In CockroachDB 19.2, you will be able to enjoy these performance benefits on many common scan, join and aggregation queries. Here’s a demonstration of the original sample query from this blog post, which runs nearly 2 times as fast with our new vectorized engine: 在蟑螂数据库19.2中,您将能够在许多常见的扫描、连接和聚合查询中享受这些性能优势。以下是这篇博客文章中的原始示例查询的演示,它的运行速度是我们新的矢量化引擎的近2倍:
oot@127.0.0.1:64128/defaultdb> CREATE TABLE inventory (id INT PRIMARY KEY, price FLOAT);
CREATE TABLE
Time: 2.78ms
root@127.0.0.1:64128/defaultdb> INSERT INTO inventory SELECT id, random()*10 FROM generate_series(1,10000000) g(id);
INSERT 100000
Time: 521.757ms
root@127.0.0.1:64128/defaultdb> EXPLAIN SELECT count(*) FROM inventory WHERE price * 0.8 > 3;
tree | field | description
+----------------+-------------+---------------------+
| distributed | true
| vectorized | true
group | |
│ | aggregate 0 | count_rows()
│ | scalar |
└── render | |
└── scan | |
| table | inventory@primary
| spans | ALL
| filter | (price * 0.8) > 3.0
(10 rows)
Time: 3.076ms
The EXPLAIN plan for this query shows that the vectorized field is true, which means that the query will be run with the vectorized engine by default.
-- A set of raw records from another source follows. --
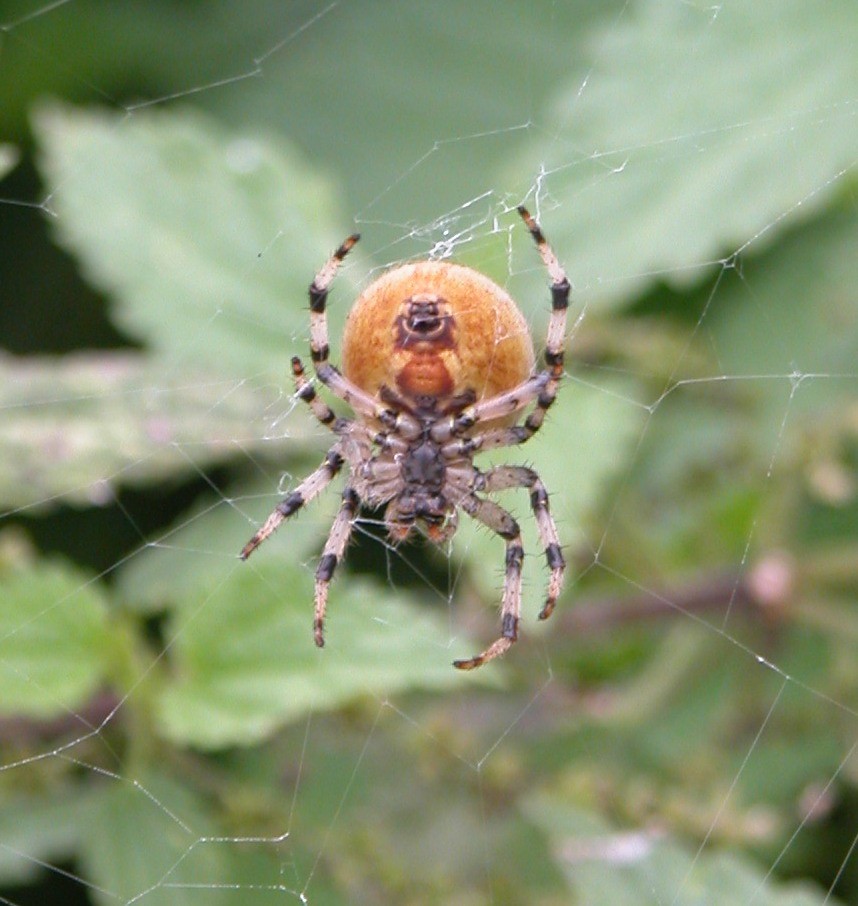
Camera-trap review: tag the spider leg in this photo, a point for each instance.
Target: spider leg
(502, 477)
(500, 521)
(540, 387)
(362, 402)
(309, 488)
(335, 546)
(323, 412)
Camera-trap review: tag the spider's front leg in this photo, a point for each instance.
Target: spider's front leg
(309, 488)
(362, 402)
(335, 547)
(502, 477)
(500, 521)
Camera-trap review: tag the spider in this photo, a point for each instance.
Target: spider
(437, 361)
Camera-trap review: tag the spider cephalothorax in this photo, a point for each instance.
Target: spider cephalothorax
(437, 361)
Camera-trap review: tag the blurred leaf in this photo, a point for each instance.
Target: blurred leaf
(670, 150)
(36, 830)
(246, 663)
(55, 645)
(9, 156)
(205, 240)
(77, 427)
(611, 867)
(141, 840)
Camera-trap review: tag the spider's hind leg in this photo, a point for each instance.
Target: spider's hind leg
(335, 547)
(500, 521)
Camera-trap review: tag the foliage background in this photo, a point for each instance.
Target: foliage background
(683, 730)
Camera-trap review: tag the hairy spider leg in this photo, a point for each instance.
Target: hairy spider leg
(502, 477)
(309, 488)
(500, 521)
(335, 547)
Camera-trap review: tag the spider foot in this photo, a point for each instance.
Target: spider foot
(496, 649)
(547, 609)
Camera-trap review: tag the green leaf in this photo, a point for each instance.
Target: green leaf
(206, 240)
(788, 331)
(152, 839)
(9, 156)
(76, 427)
(689, 130)
(54, 640)
(245, 660)
(607, 866)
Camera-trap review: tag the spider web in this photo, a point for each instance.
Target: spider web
(684, 727)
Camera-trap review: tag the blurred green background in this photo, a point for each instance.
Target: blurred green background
(683, 729)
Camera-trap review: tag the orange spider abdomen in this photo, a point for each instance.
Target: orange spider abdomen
(431, 331)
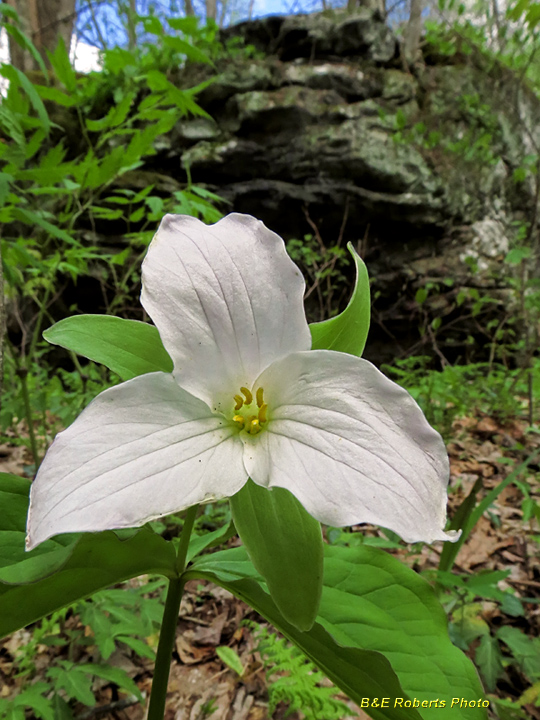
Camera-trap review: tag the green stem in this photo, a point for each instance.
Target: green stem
(158, 697)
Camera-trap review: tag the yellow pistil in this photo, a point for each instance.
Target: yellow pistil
(254, 426)
(262, 412)
(247, 394)
(252, 423)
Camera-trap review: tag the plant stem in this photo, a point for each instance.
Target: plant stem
(158, 697)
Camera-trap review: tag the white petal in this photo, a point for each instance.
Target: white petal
(140, 450)
(351, 445)
(227, 301)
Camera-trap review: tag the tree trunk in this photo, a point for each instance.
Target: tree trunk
(211, 9)
(413, 32)
(44, 22)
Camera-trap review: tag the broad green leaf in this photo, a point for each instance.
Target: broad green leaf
(359, 673)
(198, 543)
(348, 331)
(285, 546)
(97, 561)
(489, 660)
(370, 602)
(127, 347)
(16, 565)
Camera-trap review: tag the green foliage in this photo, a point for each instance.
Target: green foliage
(298, 683)
(463, 389)
(323, 268)
(107, 620)
(52, 200)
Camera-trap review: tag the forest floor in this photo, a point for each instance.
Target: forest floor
(201, 686)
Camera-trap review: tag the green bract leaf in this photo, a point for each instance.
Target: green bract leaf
(97, 561)
(370, 602)
(80, 568)
(16, 565)
(127, 347)
(348, 331)
(285, 545)
(359, 673)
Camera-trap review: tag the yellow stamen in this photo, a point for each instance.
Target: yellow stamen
(254, 426)
(262, 412)
(248, 395)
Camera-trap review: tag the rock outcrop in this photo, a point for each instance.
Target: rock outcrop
(323, 127)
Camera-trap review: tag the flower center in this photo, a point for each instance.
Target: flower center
(247, 416)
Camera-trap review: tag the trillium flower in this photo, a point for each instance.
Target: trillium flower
(247, 399)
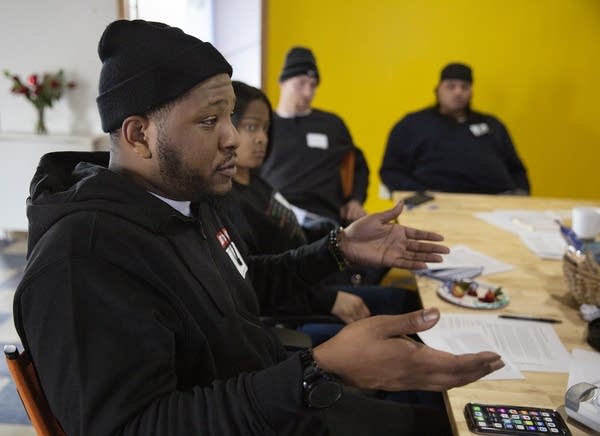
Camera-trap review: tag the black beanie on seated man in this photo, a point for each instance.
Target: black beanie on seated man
(457, 71)
(299, 61)
(146, 64)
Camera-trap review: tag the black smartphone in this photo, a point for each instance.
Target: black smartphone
(500, 419)
(417, 198)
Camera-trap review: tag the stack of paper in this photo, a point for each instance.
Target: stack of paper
(537, 229)
(523, 345)
(463, 263)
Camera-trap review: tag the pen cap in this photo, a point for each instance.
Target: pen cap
(586, 222)
(593, 335)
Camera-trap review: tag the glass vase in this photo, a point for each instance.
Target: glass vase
(40, 127)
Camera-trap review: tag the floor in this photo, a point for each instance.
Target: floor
(13, 419)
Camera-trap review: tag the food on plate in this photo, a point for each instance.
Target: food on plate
(464, 288)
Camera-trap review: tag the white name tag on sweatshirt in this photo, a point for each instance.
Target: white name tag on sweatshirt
(479, 129)
(317, 140)
(234, 254)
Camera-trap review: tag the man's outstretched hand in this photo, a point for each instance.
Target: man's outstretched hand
(375, 353)
(378, 240)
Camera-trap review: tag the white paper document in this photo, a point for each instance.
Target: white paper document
(528, 345)
(585, 367)
(537, 229)
(462, 256)
(470, 342)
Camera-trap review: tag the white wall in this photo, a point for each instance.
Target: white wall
(45, 36)
(39, 36)
(237, 31)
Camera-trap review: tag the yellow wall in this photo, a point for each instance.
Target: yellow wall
(536, 66)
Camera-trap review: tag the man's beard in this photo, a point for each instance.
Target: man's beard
(182, 182)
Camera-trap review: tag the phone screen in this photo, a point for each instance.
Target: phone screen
(514, 420)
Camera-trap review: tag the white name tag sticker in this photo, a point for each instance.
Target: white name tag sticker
(237, 259)
(479, 129)
(234, 254)
(317, 140)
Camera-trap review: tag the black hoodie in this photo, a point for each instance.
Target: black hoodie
(139, 323)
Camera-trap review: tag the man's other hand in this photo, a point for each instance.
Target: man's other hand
(375, 353)
(378, 240)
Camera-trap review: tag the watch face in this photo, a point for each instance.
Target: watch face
(324, 393)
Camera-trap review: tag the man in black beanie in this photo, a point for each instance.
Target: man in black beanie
(137, 304)
(450, 147)
(309, 147)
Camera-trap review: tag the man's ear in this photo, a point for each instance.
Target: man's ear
(135, 132)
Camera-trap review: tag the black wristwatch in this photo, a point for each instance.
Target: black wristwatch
(321, 390)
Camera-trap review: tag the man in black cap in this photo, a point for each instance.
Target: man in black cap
(137, 303)
(309, 147)
(450, 147)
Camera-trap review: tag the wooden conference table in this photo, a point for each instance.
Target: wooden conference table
(535, 286)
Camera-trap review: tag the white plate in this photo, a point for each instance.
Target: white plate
(445, 292)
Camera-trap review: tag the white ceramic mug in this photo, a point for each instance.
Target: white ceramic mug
(586, 222)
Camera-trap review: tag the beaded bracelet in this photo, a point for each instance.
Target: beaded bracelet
(336, 252)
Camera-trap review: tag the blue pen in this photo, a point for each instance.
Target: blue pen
(570, 237)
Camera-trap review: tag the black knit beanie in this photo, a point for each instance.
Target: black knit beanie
(299, 61)
(145, 65)
(457, 71)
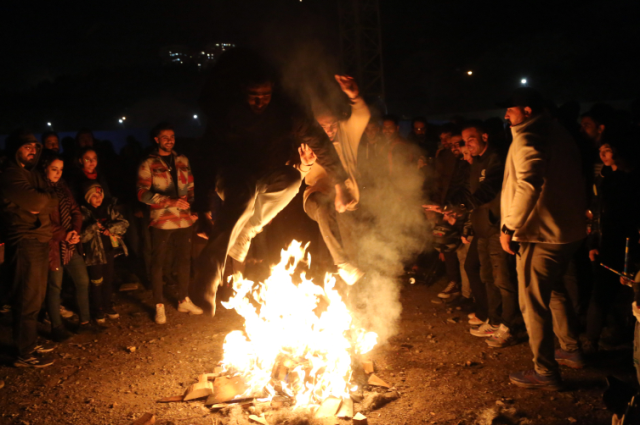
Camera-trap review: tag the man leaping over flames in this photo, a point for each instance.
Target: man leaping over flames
(260, 145)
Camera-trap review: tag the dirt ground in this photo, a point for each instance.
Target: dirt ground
(96, 380)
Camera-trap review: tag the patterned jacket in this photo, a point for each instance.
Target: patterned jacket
(156, 188)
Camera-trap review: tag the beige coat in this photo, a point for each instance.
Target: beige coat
(543, 197)
(346, 143)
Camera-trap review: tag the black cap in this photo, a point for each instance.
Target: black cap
(524, 96)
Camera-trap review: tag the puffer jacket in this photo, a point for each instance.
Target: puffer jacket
(156, 188)
(91, 238)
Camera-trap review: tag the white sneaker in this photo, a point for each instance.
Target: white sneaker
(161, 318)
(485, 330)
(65, 313)
(452, 289)
(187, 306)
(349, 273)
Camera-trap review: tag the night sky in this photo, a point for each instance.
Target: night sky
(583, 51)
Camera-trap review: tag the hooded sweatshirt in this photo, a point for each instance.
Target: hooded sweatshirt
(25, 199)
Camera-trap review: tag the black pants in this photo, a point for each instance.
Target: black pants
(27, 266)
(162, 241)
(101, 287)
(249, 203)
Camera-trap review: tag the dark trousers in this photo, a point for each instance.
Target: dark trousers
(162, 241)
(502, 291)
(485, 293)
(101, 277)
(78, 272)
(249, 204)
(28, 264)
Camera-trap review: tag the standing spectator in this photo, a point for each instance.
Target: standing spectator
(51, 141)
(102, 230)
(615, 218)
(88, 174)
(542, 208)
(66, 221)
(165, 183)
(497, 291)
(26, 206)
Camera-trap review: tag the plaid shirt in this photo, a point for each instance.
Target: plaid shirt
(156, 188)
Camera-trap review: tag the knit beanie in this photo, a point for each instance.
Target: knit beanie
(92, 190)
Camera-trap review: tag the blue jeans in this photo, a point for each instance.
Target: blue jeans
(78, 272)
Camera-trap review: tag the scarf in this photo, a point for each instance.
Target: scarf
(66, 249)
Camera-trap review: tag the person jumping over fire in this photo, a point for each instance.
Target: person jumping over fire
(259, 143)
(345, 133)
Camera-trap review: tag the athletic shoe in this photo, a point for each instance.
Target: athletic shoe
(474, 321)
(34, 360)
(452, 289)
(572, 359)
(532, 380)
(65, 313)
(112, 314)
(43, 347)
(60, 334)
(161, 318)
(501, 338)
(484, 331)
(187, 306)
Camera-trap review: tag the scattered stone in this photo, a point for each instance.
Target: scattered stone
(329, 407)
(375, 381)
(359, 419)
(375, 401)
(346, 409)
(146, 419)
(368, 367)
(171, 399)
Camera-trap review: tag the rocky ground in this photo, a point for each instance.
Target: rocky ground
(442, 373)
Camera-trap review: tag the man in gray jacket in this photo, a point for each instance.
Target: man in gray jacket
(25, 204)
(543, 209)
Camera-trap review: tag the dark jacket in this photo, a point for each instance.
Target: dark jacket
(483, 193)
(59, 232)
(93, 240)
(615, 210)
(25, 199)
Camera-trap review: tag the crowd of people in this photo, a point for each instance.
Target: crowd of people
(522, 214)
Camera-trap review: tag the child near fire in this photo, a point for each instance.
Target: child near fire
(102, 230)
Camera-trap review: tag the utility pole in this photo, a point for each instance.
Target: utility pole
(361, 45)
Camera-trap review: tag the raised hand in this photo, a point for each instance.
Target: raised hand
(348, 86)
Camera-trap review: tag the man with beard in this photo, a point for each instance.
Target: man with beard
(26, 205)
(259, 142)
(542, 209)
(345, 136)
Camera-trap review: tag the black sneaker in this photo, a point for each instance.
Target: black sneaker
(88, 328)
(112, 314)
(60, 334)
(44, 347)
(34, 360)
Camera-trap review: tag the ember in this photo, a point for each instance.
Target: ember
(288, 348)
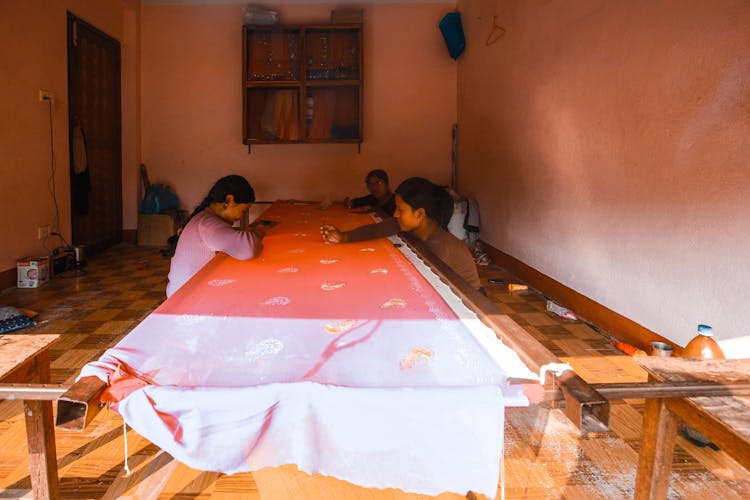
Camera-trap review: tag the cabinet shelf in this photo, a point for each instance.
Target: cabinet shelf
(302, 83)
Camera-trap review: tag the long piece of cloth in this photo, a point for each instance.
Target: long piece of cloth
(339, 358)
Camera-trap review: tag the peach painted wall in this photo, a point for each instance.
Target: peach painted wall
(607, 143)
(33, 55)
(192, 103)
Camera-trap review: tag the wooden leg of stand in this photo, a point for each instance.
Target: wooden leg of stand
(657, 449)
(40, 433)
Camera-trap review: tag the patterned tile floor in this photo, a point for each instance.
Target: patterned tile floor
(545, 455)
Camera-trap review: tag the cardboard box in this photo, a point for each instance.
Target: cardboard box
(346, 16)
(154, 230)
(33, 272)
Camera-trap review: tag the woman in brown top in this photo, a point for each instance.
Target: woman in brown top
(424, 209)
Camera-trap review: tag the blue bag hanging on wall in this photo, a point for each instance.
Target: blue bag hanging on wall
(158, 199)
(453, 34)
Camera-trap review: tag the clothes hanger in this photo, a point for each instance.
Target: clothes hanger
(496, 33)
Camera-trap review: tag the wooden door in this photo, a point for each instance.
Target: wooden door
(94, 117)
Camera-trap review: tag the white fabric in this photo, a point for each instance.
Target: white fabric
(204, 235)
(422, 440)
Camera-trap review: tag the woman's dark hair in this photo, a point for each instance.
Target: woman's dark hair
(418, 192)
(379, 174)
(236, 185)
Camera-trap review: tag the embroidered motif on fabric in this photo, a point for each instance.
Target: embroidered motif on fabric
(220, 282)
(415, 356)
(393, 303)
(277, 301)
(266, 347)
(335, 328)
(332, 286)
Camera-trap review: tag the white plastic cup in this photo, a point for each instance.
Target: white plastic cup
(661, 349)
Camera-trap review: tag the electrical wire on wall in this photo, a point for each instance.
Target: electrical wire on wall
(64, 247)
(51, 185)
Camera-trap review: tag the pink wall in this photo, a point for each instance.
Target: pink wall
(33, 56)
(608, 145)
(191, 61)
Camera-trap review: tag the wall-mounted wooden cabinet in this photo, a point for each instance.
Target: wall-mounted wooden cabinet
(302, 84)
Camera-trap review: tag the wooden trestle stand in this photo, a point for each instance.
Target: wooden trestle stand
(725, 418)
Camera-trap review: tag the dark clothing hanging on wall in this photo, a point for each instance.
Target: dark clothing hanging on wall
(80, 180)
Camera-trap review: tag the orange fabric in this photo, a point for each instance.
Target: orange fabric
(313, 278)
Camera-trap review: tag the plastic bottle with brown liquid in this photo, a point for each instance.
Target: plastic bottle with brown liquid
(703, 345)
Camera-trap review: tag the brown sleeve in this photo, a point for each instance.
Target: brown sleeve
(386, 227)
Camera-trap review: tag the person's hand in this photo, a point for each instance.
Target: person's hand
(331, 234)
(534, 393)
(258, 228)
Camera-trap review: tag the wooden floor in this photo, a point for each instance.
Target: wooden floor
(545, 457)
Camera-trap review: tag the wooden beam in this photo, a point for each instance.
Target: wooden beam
(36, 392)
(583, 405)
(80, 404)
(605, 318)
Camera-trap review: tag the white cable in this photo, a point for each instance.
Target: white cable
(556, 368)
(125, 438)
(502, 470)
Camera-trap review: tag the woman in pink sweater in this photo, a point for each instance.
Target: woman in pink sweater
(210, 229)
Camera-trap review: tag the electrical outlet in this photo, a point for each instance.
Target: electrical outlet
(46, 95)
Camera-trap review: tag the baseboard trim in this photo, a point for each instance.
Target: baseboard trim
(8, 278)
(608, 320)
(130, 236)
And, sure enough, running this query with the engine on and off shows a modest performance difference: 此查询的EXPLAIN计划显示矢量化字段为true,这意味着默认情况下将使用矢量化引擎运行查询。毫无疑问,在引擎打开和关闭的情况下运行此查询显示出适度的性能差异:
root@127.0.0.1:64128/defaultdb> SELECT count(*) FROM inventory WHERE price * 0.8 > 3;
count
+---------+
6252335
(1 row)
Time: 3.587261s
root@127.0.0.1:64128/defaultdb> set vectorize=off;
SET
Time: 283µs
root@127.0.0.1:64128/defaultdb> SELECT count(*) FROM inventory WHERE price * 0.8 > 3;
count
+---------+
6252335
(1 row)
Time: 5.847703s
In CockroachDB 19.2, the new vectorized engine is automatically enabled for supported queries that are likely to read more rows than the vectorize_row_count_threshold setting (which defaults to 1,024). Queries with buffering operators that could potentially use an unbounded amount of memory (like global sorts, hash joins, and unordered aggregations) are implemented but not yet enabled by default. For full details of what is and isn’t on by default, check out the vectorized execution engine docs. And to learn more about how we built more complicated vectorized operators check out our blog posts on the vectorized hash joiner and the vectorized merge joiner. 在蟑螂数据库19.2中,新的矢量化引擎会自动为支持的查询启用,这些查询可能读取比矢量化_row_count_threshold设置(默认为1024)更多的行。带有缓冲运算符的查询可能会使用无限量的内存(如全局排序、哈希联接和无序聚合),这些查询已实现,但默认情况下尚未启用。有关默认情况下启用和不启用的全部详细信息,请查看矢量化执行引擎文档。要了解更多关于我们如何构建更复杂的矢量化运算符的信息,请查看我们关于矢量化哈希联接器和矢量化合并联接器的博客文章。